ここのトリックは、「休んだ社員がいる」「会社の」数を調査していることにあります。
当たり前のことなんですが、大企業であれば、社員が多いので、「休んだ社員がいる」可能性は、それだけでも高くなります。純粋に確率の問題だということです。(「へそ踊りを踊れる社員」がいる率だって、同じってことです。)
問題は、「その要因」以上に、その確率が高いのか、ということになります。

では、調査結果を検討してみましょう。
それによると、過去1年間に心の病で休業した社員が1人以上いる会社は全体の3%。会社の規模が大きくなるほど増え、従業員数が300-499人で41%、500-999人で66%、1000人以上は82%だった。
 休業が1カ月以上に及んだ社員がいる割合を同様に規模別でみると、それぞれ35%、63%、80%だった。


「心の病で休業した社員」をモデルで考えて見ましょう。
人数の幅があるので、その中央値をとり、(1000人以上は、刻みを考えて1250人とします。)
400人の会社で41%、750人の会社で66%、1250人の会社で82%の会社に、
該当する社員がいると仮定します。これは、
400人の会社で59%、750人の会社で34%、1250人の会社で18%の会社に、
該当する社員が一人もいない、ということになります。
これから、それぞれの状況で「ある社員が該当する社員である確率」を計算すると、
400人の会社で0.132%、750人の会社で0.144%、1250人の会社で0.137%
と、いうことになります。

こう計算してみると、会社の規模と、「社員個人が、心の病で休業する確率」は、少なくともこの統計結果では、会社の規模によりほとんど変わらないことがわかります。(むしろ、中規模の会社が深刻である可能性がある。)
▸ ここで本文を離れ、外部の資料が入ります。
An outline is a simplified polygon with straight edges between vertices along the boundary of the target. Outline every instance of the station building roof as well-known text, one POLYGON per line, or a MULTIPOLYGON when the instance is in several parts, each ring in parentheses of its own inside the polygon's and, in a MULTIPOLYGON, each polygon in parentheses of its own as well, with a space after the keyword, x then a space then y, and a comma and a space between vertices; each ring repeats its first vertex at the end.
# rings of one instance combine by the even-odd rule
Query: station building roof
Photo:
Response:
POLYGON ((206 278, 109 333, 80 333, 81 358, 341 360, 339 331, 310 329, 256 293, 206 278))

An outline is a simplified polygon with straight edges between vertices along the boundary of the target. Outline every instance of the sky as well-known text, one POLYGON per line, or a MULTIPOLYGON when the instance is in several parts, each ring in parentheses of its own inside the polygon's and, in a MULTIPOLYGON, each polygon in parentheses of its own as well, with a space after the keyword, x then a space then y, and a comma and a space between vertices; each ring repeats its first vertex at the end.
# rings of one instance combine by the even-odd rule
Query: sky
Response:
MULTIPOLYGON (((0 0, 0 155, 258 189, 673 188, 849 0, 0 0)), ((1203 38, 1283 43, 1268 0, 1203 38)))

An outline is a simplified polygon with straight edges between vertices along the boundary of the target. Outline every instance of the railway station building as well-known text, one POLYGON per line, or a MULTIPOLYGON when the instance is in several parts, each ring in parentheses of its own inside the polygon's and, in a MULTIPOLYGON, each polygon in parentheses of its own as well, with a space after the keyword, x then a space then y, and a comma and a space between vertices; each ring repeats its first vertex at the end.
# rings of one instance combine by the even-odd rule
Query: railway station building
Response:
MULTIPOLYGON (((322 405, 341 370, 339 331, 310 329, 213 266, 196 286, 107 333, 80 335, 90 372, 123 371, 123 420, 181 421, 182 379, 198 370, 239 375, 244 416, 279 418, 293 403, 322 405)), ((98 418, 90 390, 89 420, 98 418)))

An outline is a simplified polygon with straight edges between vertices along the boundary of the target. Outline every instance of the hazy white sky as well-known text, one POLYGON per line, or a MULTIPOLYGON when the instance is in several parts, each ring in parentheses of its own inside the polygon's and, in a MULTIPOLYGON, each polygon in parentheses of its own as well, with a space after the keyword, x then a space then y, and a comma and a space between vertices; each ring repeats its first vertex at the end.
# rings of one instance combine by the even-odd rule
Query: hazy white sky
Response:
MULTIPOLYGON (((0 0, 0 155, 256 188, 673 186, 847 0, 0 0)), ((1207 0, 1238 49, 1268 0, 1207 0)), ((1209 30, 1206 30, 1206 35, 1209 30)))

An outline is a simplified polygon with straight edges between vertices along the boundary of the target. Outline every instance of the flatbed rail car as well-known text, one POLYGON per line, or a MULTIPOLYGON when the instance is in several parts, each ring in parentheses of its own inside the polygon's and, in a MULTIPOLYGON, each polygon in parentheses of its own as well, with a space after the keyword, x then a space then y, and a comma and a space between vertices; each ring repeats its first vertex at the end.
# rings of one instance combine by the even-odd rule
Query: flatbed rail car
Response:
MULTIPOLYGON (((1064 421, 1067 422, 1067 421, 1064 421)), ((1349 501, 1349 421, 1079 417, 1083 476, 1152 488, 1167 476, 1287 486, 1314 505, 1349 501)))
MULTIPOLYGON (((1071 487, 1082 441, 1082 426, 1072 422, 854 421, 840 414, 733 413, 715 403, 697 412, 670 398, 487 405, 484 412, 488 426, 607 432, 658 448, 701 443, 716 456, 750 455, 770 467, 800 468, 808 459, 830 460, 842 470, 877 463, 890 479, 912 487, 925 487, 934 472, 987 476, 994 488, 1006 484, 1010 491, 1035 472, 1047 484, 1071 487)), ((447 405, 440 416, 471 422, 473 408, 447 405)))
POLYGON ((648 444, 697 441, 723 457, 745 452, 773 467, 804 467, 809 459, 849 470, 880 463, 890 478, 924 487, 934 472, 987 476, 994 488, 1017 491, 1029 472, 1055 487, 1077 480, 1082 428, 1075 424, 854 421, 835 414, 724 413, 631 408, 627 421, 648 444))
次に、「休業が1カ月以上に及んだ社員がいる割合」で、考えて見ます。同様に、
400人の会社で0.108%、750人の会社で0.122%、1250人の会社で0.129%

と、なります。

こちらは、確かに会社の規模が大きくなるにつれ、上がってゆく傾向があります。
ただ、「1ヶ月以上休業」することを、許容している、ということが前提ですから、当然、大企業のほうが多くなるのは当然という気もします。

もちろん、過労死をはじめとした種々の問題は深刻です。それに対して、対策が不要であるとか、そういうことを言いたいのではありません。ですが、こういう「誤解」を招くような数字の使い方は、やはりいただけません。これくらいの「分析」をしてから、報道するのが、本当のマスコミの使命だと思うのですが....

いずれにせよ、こういった数字にだまされないよう、気をつけたいものです。